Having learned that the dull taste of much bread these days is mainly a reflection of what is put in the dough and the length or more likely the brevity, of the bake, I decided on some self help and acquired a new fangled home bread baking machine.
The new breadbaker has a number of dials and options and a digital clock so trying to master the controls is a little like trying to operate a new DVD recording machine. Either the trouble is taken to get to grips with the instructions on day one, or the machine will only ever be used in a basic mode with most of its more interesting bells and whistles going to waste. I spent hours yesterday evening doing some bread baking homework much to the amusement of mrs maytrees and visiting Irish sister in law.

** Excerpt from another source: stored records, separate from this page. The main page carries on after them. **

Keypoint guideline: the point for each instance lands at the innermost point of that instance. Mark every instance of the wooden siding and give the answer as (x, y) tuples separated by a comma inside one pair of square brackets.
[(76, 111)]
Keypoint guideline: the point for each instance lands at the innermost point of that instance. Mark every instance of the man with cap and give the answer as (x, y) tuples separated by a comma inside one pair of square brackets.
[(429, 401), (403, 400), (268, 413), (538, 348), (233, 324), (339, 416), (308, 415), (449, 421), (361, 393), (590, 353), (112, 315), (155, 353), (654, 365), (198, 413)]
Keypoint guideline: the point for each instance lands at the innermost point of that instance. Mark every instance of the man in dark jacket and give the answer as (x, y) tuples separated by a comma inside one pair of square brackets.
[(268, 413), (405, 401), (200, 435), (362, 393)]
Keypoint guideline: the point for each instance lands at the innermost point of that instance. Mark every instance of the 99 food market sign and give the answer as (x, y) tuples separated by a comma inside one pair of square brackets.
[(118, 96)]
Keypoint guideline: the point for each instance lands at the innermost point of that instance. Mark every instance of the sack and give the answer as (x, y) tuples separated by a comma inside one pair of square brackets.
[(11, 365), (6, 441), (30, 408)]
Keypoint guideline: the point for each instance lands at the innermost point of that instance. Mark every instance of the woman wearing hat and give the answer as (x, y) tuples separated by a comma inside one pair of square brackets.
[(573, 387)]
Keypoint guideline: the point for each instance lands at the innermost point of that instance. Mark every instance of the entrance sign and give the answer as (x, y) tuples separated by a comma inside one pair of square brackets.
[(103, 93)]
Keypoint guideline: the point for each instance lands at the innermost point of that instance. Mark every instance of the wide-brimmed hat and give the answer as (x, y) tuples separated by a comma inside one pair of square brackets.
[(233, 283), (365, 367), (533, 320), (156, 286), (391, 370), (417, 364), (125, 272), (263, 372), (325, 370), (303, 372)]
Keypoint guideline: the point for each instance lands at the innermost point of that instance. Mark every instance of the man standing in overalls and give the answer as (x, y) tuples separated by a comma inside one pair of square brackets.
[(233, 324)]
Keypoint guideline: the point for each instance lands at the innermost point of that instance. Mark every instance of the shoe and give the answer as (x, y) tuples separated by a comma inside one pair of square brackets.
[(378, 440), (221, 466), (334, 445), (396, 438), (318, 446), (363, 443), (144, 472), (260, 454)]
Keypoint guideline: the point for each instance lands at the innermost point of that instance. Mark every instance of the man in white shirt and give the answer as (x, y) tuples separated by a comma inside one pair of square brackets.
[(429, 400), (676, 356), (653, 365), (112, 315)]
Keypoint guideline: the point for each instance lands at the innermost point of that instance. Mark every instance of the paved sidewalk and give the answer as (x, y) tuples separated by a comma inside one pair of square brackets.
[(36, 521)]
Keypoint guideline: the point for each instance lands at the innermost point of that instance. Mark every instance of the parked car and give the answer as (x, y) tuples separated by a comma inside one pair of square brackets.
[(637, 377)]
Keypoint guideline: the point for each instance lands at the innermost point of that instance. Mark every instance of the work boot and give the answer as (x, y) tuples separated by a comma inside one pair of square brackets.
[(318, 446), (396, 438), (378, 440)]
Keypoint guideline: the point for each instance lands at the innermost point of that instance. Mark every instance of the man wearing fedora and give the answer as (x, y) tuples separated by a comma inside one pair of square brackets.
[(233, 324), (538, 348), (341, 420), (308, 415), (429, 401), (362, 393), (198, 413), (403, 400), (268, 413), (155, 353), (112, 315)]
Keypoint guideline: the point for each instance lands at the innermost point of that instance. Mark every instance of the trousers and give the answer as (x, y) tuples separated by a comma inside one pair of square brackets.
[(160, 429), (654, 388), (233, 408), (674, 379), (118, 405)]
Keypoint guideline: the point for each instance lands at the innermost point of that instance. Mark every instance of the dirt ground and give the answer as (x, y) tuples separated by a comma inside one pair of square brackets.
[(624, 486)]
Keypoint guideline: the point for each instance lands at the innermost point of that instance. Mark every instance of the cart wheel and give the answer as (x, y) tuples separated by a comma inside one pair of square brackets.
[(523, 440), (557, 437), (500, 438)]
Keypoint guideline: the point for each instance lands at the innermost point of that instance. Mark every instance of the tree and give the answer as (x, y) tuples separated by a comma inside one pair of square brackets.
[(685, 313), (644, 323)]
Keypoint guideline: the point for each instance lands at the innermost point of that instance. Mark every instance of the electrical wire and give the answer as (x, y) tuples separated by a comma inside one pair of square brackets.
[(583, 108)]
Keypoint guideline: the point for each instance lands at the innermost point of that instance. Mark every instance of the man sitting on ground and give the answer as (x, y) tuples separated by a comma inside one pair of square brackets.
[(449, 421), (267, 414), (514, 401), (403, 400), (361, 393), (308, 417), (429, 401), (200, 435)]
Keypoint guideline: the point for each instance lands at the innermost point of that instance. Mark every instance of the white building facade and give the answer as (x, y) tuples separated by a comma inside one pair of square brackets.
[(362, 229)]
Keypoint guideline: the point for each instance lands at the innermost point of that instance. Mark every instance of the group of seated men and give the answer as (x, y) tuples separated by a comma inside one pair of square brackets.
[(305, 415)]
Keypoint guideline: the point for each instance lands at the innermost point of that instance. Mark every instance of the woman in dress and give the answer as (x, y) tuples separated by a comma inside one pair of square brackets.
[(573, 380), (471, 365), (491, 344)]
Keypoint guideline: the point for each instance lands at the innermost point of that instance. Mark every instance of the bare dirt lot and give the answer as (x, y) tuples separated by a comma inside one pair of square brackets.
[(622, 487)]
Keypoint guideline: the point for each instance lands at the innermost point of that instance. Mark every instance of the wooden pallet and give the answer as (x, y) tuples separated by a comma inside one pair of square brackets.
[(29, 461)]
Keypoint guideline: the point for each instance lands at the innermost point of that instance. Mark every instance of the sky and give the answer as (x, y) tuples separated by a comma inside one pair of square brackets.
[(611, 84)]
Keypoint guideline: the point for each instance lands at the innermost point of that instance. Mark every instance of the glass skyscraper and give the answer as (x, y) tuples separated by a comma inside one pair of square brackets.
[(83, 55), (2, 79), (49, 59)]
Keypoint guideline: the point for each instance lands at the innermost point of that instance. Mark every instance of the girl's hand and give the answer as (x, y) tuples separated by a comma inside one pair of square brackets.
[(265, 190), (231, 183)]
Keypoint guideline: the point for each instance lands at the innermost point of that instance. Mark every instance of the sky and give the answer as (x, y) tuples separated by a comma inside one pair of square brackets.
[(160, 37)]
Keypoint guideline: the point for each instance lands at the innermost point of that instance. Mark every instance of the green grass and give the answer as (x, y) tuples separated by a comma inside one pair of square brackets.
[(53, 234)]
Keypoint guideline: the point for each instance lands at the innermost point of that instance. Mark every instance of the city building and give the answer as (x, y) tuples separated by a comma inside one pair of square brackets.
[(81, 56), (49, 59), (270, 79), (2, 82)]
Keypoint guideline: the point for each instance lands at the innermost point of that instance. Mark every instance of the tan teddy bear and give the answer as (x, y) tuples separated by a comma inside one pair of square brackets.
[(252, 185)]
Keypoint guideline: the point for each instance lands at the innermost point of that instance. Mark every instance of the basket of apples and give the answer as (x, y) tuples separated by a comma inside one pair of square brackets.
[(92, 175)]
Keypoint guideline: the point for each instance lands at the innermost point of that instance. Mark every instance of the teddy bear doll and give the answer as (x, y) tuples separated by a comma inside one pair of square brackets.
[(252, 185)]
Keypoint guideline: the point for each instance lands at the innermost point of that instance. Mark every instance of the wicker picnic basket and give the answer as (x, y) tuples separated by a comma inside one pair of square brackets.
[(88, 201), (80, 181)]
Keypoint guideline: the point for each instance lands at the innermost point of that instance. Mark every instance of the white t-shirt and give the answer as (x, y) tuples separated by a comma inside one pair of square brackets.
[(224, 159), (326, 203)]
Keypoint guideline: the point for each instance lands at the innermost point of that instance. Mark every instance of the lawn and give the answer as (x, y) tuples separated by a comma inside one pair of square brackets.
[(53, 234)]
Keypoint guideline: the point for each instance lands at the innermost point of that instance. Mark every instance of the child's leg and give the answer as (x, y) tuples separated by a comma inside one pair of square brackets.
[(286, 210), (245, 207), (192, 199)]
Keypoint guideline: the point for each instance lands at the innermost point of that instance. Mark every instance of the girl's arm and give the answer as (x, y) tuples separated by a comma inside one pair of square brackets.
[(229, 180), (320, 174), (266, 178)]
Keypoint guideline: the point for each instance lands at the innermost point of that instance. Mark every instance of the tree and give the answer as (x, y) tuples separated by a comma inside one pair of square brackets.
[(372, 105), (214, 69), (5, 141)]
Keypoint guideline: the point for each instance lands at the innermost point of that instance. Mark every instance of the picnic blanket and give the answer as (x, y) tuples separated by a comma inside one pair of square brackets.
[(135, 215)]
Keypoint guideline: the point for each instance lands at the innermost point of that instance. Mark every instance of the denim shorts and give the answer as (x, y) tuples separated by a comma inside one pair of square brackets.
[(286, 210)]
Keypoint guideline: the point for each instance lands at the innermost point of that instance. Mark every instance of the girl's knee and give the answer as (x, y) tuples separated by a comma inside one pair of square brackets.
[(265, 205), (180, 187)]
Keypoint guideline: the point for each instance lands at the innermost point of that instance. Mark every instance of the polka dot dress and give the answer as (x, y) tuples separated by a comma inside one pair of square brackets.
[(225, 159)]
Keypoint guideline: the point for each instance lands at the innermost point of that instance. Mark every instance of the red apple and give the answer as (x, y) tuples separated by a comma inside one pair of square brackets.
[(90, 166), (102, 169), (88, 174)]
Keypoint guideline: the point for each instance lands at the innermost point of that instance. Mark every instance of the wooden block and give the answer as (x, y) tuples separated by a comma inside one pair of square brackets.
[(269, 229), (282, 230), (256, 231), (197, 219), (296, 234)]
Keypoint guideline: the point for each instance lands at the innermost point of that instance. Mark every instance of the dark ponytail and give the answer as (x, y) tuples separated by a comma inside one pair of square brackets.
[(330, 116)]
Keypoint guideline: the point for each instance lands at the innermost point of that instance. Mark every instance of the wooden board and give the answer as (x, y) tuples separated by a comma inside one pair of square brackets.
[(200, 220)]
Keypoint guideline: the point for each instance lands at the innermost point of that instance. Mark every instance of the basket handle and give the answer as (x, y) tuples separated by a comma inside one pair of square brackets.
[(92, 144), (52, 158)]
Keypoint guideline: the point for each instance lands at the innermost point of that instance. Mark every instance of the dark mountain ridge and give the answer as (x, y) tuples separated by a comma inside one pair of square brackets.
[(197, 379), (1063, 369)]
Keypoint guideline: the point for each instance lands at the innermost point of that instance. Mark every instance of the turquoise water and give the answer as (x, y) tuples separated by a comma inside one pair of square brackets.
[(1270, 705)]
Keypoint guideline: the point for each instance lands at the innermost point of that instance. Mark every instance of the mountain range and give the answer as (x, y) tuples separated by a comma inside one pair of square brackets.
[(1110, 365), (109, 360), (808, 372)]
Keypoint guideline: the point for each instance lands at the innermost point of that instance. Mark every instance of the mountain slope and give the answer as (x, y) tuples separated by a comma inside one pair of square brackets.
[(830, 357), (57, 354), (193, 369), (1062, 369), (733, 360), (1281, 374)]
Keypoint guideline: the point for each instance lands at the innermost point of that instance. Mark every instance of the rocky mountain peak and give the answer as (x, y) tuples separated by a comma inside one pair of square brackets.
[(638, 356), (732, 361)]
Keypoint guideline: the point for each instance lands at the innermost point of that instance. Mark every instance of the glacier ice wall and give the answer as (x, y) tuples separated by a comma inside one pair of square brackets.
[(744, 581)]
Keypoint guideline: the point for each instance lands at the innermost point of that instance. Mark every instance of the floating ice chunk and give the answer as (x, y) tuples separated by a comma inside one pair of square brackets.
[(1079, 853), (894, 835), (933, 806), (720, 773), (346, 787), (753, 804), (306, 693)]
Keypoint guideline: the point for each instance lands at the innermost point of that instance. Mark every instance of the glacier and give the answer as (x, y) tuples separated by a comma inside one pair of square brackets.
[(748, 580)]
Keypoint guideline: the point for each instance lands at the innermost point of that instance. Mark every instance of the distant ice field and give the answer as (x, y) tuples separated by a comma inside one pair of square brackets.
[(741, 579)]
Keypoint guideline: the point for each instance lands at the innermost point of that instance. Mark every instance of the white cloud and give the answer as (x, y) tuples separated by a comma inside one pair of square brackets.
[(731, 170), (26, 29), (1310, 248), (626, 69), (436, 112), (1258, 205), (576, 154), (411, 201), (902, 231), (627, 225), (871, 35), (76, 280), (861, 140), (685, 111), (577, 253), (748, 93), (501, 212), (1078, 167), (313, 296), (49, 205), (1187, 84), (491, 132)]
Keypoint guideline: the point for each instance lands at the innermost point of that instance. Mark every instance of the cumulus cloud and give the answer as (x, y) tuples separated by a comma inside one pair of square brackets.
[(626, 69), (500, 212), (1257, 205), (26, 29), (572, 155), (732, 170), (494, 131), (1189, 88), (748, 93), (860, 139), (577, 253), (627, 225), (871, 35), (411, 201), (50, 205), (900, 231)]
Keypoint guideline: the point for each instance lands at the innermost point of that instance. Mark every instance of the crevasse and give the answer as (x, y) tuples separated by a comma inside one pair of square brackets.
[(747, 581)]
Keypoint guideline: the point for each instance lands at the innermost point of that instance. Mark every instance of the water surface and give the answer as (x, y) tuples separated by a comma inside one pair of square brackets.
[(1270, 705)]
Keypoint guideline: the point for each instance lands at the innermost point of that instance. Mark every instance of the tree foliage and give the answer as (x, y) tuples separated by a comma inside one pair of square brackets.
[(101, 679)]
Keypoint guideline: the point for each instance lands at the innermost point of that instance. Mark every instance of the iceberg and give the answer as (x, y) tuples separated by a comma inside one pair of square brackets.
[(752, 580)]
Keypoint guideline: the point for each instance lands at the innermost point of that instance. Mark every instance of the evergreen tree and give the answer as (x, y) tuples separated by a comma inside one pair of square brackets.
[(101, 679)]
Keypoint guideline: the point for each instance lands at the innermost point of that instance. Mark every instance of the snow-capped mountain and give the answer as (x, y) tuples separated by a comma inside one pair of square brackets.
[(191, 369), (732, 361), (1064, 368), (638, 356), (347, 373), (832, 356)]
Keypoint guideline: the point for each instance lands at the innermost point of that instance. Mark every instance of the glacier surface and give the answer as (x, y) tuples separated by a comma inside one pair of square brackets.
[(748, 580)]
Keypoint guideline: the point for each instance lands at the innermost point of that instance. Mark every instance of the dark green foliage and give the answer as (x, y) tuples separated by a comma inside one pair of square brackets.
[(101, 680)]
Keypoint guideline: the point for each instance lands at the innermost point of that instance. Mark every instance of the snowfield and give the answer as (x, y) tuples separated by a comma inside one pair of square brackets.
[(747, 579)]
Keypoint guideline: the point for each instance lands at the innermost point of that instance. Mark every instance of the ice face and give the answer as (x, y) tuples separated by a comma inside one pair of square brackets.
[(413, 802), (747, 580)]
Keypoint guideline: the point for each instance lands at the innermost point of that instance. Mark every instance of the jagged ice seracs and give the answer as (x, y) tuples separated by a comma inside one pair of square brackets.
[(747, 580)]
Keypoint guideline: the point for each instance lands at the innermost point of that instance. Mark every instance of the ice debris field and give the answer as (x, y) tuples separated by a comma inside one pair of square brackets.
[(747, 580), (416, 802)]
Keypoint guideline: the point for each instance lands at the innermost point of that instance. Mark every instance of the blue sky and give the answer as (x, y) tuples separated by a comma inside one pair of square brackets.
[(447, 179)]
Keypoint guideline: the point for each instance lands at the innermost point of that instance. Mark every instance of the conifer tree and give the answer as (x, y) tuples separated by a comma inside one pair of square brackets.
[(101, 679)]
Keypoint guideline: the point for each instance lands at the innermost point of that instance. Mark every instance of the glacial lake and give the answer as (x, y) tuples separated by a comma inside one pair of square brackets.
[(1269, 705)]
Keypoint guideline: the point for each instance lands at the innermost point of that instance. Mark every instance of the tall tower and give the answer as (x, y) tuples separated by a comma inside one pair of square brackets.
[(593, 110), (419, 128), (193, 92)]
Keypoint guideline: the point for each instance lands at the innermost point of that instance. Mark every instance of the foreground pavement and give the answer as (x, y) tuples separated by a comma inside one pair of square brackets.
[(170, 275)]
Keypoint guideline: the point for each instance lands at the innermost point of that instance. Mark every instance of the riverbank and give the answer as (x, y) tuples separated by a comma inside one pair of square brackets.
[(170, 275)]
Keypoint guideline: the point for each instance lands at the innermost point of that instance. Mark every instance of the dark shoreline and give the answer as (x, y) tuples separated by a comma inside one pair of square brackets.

When eventually the real baking process was about to begin with preparation of the inaugural dough mix, disaster almost struck. Yeast, flour water olive oil and so on, were all stashed in the kitchen storage cupboards but one of the ingredients was malt, in repesct of which the maytrees' cupboards were bare. Being too impatient to wait until the next day improvisation was the name of the game.I spied a main ingredient on the Horlicks jar named as malt so a little Horlicks powder was sneeked in with the yeast.
By coffee time the next morning the first loaf was... actually not bad at all.
As the day job involves much pen pushing and not a little time spent at a desk, making something even only very slightly physically creative in the kitchen, is surprisingly enjoyable as is the product of those (admittedly little) labours.
Will the feeling and those labours last though, or is baking bread going to be a mere nine day wonder?